From 5eec0682a01093ccc353dd094cdf90a3116ae4ef Mon Sep 17 00:00:00 2001
From: Daniel Berteaud <dbd@ehtrace.com>
Date: Mon, 8 Jan 2024 11:00:40 +0100
Subject: [PATCH] Update to 2024-01-08 11:00

---
 roles/lemonldap_ng/defaults/main.yml          |  7 ++++
 roles/lemonldap_ng/tasks/main.yml             | 38 +++++++++++-------
 roles/lemonldap_ng/tasks/nginx.yml            | 26 +++++++++++--
 .../templates/lemonldap-ng.ini.j2             | 39 ++++++++++++-------
 roles/odoo/vars/RedHat-9.yml                  |  2 +-
 roles/seadrive/files/seadrive.te              |  6 +--
 6 files changed, 83 insertions(+), 35 deletions(-)

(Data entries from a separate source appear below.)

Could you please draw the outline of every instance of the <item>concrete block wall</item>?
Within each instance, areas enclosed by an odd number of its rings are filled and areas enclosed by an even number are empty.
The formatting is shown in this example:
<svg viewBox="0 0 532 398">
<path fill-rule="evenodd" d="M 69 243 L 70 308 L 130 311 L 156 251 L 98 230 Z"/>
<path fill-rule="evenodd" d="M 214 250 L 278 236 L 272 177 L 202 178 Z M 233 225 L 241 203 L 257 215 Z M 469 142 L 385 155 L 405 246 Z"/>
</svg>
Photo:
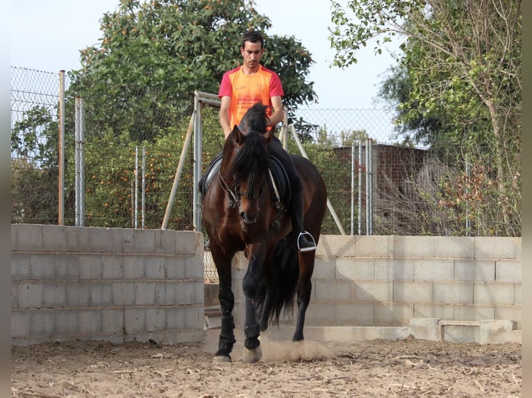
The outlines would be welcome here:
<svg viewBox="0 0 532 398">
<path fill-rule="evenodd" d="M 521 238 L 323 235 L 306 325 L 406 327 L 436 318 L 508 320 L 520 329 L 521 245 Z M 247 263 L 239 253 L 239 325 Z"/>
<path fill-rule="evenodd" d="M 203 338 L 203 236 L 11 225 L 11 343 Z"/>
</svg>

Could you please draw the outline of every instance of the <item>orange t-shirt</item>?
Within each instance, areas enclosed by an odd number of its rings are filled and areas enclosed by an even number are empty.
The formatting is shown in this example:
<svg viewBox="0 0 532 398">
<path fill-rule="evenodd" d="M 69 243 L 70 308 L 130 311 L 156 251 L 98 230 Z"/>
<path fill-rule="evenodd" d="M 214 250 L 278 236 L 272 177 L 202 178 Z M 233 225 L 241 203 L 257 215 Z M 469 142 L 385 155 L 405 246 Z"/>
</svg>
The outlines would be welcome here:
<svg viewBox="0 0 532 398">
<path fill-rule="evenodd" d="M 260 65 L 257 73 L 247 75 L 242 66 L 224 74 L 218 96 L 231 97 L 229 114 L 231 126 L 238 125 L 246 111 L 258 102 L 268 107 L 267 114 L 272 114 L 272 97 L 284 96 L 279 75 Z"/>
</svg>

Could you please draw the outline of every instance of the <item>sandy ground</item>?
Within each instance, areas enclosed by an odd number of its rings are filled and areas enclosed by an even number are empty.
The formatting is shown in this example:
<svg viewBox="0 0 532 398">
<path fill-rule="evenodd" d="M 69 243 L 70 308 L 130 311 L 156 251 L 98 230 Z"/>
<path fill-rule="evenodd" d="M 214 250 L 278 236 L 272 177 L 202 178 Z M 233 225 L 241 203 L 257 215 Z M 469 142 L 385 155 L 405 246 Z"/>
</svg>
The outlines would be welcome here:
<svg viewBox="0 0 532 398">
<path fill-rule="evenodd" d="M 238 336 L 237 336 L 238 339 Z M 11 397 L 521 396 L 521 345 L 415 338 L 351 343 L 269 340 L 263 357 L 213 364 L 203 344 L 73 341 L 13 346 Z"/>
</svg>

diff --git a/roles/lemonldap_ng/defaults/main.yml b/roles/lemonldap_ng/defaults/main.yml
index 5b447c1..63bea85 100644
--- a/roles/lemonldap_ng/defaults/main.yml
+++ b/roles/lemonldap_ng/defaults/main.yml
@@ -19,6 +19,11 @@ llng_manager_vhost: sso-manager.{{ ansible_domain }}
 # If llng_portal and llng_manager are both set to False (only the handler is deployed)
 # which conf backend to use. can be api or mysql
 llng_conf_backend: api
+llng_sessions_backend: "{{ llng_conf_backend }}"
+
+# If using the REST API as backend, you must configure the URL endpoint
+# llng_api_conf_url: https://auth.example.org/index.psgi/config
+# llng_api_sessions_url: https://auth.example.org/index.psgi/sessions/global
 
 # List of IP allowed to access SOAP endpoints
 # Empty or undefined disable api endpoints
@@ -39,6 +44,8 @@ llng_reload_use_proxy: False
 # If defined, access to api endpoints will require basic auth.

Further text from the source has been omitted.